Long surgery, rapid recovery
The 7½-hour surgery involved taking out a little more of the scarred trachea than planned, three sections instead of two, to resect all of the damaged portion. Zak was hospitalized for 11 days post-surgery.
He stayed in Philadelphia nine more days — returning to CHOP for physical therapy for his knee a few times — until Dr. Jacobs, impressed with his fast healing, cleared him to return home. “We had planned on staying five or six weeks, but Zak was doing so well, Dr. Jacobs released him after only three weeks.”
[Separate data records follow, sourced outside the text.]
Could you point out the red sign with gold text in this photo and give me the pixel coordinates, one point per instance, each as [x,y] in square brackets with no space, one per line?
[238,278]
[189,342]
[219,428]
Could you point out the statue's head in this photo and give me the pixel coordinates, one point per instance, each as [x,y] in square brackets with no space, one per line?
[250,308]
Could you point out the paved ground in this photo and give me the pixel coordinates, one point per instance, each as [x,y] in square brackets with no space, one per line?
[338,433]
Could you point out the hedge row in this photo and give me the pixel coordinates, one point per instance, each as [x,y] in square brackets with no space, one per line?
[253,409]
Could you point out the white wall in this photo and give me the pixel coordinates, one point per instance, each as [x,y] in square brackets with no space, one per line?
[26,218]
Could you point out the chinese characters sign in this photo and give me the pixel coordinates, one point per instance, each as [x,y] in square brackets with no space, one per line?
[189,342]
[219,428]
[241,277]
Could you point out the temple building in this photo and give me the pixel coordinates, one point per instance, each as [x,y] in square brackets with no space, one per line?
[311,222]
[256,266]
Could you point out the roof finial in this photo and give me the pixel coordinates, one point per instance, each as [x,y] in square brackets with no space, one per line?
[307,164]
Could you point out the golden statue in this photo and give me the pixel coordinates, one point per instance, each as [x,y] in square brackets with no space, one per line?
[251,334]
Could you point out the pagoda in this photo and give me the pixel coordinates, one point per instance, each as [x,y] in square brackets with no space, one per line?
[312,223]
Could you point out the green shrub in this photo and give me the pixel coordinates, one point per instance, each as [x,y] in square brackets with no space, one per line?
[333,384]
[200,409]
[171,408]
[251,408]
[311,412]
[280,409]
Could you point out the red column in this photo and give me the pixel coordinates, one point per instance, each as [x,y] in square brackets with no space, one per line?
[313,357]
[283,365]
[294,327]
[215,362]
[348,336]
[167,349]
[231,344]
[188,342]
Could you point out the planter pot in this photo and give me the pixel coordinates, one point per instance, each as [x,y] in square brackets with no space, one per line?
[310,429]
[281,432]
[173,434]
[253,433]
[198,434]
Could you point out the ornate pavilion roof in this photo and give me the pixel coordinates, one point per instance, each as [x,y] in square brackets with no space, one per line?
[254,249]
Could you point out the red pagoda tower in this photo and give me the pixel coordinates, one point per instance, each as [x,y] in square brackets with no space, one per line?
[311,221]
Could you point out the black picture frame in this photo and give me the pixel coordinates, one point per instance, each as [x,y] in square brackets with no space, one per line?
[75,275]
Dr. Jacobs checked in weekly via telehealth to keep up with Zak’s progress. When Zak picked up a rhinovirus a month after being home and ended up at a local hospital, Dr. Jacobs worked with the St. Louis medical team on his care. A return trip to Philly 12 weeks post-op showed the airway reconstruction was healed and a resounding success.
But Zak already knew that. “I remember the first time I got to breathe on my own after the surgery,” he says. “They took the nose tube out, and I noticed such a big difference. It was really cool.
“I had lived with the trachea problem for 15 years, so I was used to it. I had to work a little harder to keep up. I could do things, like running, but I was always the slowest kid on the team,” says Zak, now a high school sophomore. “Now I can do so much more, and I have a lot better stamina and endurance.”
Multiple trips to the Center for Pediatric Airway Disorders, even during the pandemic, gave Zak what no other medical team could: a future without limits.
“Everything about our CHOP experience was wonderful,” Krista says. “The team at CHOP — the doctors, the nurses, just everyone — was awesome.”
Zak agrees: “My parents told me they were going to search for the best of the best, and they found them at CHOP.”